"We ran the numbers and eventually realized that wellness was the future"
"We ran the numbers and eventually realized that wellness was the future"
Ophelia Yeung & Katherine Johnston, Senior Research Fellows at the Global Wellness Institute, are the people defining the $4.4 trillion Wellness industry
“The Global Wellness Summit was founded in 2007 by Susie Ellis, chairman and CEO of the Global Wellness Institute (GWI) and was an event for the spa industry. Back then, the industry was booming and yet, there was very little data,” said Katherine Johnston, Senior Research Fellow at the Global Wellness Institute, speaking to CTech in a joint interview with Senior Research Fellow Ophelia Yeung.
“Ophelia and I worked at a Stanford Research Institute and we were tasked with creating the first study on the spa industry. We ran the numbers and eventually realized, through the research, that wellness was the future. We noticed that customers were looking for wellness services and Ellis felt we needed to expand how we look at it. So, in 2010, we began the first study ever done on wellness.”
Johnston and Yeung were speaking with CTech during the 16th annual Global Wellness Summit (GWS), the most prestigious conference on the $4.4 trillion business of wellness, which took place in Tel Aviv last week.
A GWI report released earlier this year showed that the wellness market grew to a record $4.9 trillion in 2019 and then fell to $4.4 trillion in the pandemic year of 2020. The report predicted growth of 10% annually through 2025.
How does one go about defining an industry?

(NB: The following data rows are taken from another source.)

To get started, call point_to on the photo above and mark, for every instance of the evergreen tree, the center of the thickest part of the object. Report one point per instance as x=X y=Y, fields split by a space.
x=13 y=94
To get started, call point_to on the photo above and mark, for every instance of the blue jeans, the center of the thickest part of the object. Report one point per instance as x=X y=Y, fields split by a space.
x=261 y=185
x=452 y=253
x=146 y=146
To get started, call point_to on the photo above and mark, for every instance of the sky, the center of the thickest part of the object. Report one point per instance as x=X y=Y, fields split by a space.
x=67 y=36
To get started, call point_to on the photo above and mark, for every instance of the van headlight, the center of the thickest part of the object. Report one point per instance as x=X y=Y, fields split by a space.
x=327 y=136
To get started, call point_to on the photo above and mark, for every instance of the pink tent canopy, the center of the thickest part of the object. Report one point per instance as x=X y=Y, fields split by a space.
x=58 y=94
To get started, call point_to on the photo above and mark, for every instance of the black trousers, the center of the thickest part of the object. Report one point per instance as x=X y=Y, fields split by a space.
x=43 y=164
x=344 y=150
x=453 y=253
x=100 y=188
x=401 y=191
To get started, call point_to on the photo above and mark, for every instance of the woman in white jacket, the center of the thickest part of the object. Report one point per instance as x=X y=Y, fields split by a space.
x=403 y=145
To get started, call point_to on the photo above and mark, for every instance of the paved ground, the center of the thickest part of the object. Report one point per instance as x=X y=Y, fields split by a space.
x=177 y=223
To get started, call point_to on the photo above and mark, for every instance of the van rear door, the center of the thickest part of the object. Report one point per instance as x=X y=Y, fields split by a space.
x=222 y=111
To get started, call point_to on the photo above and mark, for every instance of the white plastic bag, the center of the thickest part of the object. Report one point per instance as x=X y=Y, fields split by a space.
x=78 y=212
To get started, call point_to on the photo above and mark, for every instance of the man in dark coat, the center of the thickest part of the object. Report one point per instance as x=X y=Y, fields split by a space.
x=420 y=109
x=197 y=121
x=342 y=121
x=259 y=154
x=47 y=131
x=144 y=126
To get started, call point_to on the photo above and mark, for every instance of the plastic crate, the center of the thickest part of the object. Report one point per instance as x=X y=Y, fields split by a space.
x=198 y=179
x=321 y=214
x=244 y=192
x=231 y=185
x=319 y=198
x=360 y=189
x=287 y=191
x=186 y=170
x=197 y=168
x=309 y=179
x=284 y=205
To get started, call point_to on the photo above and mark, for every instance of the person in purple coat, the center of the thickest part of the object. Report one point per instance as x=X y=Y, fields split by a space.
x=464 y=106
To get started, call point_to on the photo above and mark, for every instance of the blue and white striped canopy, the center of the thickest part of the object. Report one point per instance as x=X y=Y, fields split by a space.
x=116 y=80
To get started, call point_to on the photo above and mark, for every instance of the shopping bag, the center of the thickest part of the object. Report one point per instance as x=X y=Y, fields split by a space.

"A lot of the difficulty was not the actual measurement, rather the definitions and there is a discipline involved in the process. For example, what is a spa? In 2008 spas were defined differently by geographic locations. In Asia, spas were defined as a place that offered water treatments, in the U.S. spas were a place that had at least five treatment cabins,” Yeung laughs as she recalls the strange definitions. “We decided to have the most inclusive definition, if the customers think it's a spa then it is a spa. That was how we finally put the controversy to rest.”
Yeung and Johnston then went on to define sectors within the new industry. “Wellness tourism was a whole new exercise. We started with market segmentation and began with LOHAS (Lifestyles of Health and Sustainability) and then moved on to early adopters, that is how we began defining the core and the periphery. Similarly to the industry as a whole, we defined wellness tourism by looking at intent and not the destination. There is primary wellness, where the customer goes for the purpose of wellness and then there is secondary wellness, where wellness is not my primary purpose but I will add wellness to my trip. For example, deciding on a hotel based on whether there is a gym at that hotel. This opened a whole new ecosystem for wellness as suddenly hotels with gyms and restaurants offering healthy food could be classified as wellness destinations.”

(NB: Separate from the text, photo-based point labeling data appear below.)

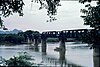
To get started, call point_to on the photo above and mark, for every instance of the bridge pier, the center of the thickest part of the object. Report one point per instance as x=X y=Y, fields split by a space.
x=62 y=44
x=96 y=57
x=44 y=45
x=36 y=42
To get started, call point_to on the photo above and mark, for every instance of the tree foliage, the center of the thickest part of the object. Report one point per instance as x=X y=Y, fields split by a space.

There are currently eleven sectors in the Wellness industry: Personal Care & Beauty ($955 billion), Healthy Eating, Nutrition, & Weight Loss ($946 billion), Physical Activity ($738 billion), Wellness Tourism ($436 billion), Traditional & Complementary Medicine ($413 billion), Public Health, Prevention, & Personalized Medicine ($375 billion), Wellness Real Estate ($275 billion), Mental Wellness ($131 billion), Spas ($68 billion), Workplace Wellness ($49 billion), and Thermal/Mineral Springs ($39 billion).

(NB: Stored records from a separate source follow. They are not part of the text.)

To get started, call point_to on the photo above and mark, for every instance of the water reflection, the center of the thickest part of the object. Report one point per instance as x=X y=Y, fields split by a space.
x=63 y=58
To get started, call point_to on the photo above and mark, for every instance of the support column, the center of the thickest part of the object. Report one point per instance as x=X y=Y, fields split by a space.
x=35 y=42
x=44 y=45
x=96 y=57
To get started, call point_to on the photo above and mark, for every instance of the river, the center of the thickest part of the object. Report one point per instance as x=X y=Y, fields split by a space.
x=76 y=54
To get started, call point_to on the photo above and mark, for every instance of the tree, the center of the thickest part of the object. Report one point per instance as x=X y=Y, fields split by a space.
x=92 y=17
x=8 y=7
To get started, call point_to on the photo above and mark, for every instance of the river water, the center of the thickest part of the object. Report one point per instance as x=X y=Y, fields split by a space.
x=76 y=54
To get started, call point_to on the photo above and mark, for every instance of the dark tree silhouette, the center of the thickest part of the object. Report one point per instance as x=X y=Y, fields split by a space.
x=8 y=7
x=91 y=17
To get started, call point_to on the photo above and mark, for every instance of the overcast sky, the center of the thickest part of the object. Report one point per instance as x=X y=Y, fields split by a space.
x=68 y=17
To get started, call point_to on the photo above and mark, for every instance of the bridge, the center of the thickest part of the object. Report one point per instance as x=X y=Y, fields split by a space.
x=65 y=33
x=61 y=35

What about sustainability? Is there any data on that industry?
Johnston shakes her head no and Yeung replies, “An industry is not an industry unless people are willing to pay for its services making sustainability really challenging. We found that wellness is a good way to sneak in sustainability, though. Few people are willing to pay extra for sustainability, however, if you market sustainability through wellness it will appeal to more people, for example, using green building materials may reduce your risk for cancer and there is an added bonus of them being good for the environment.”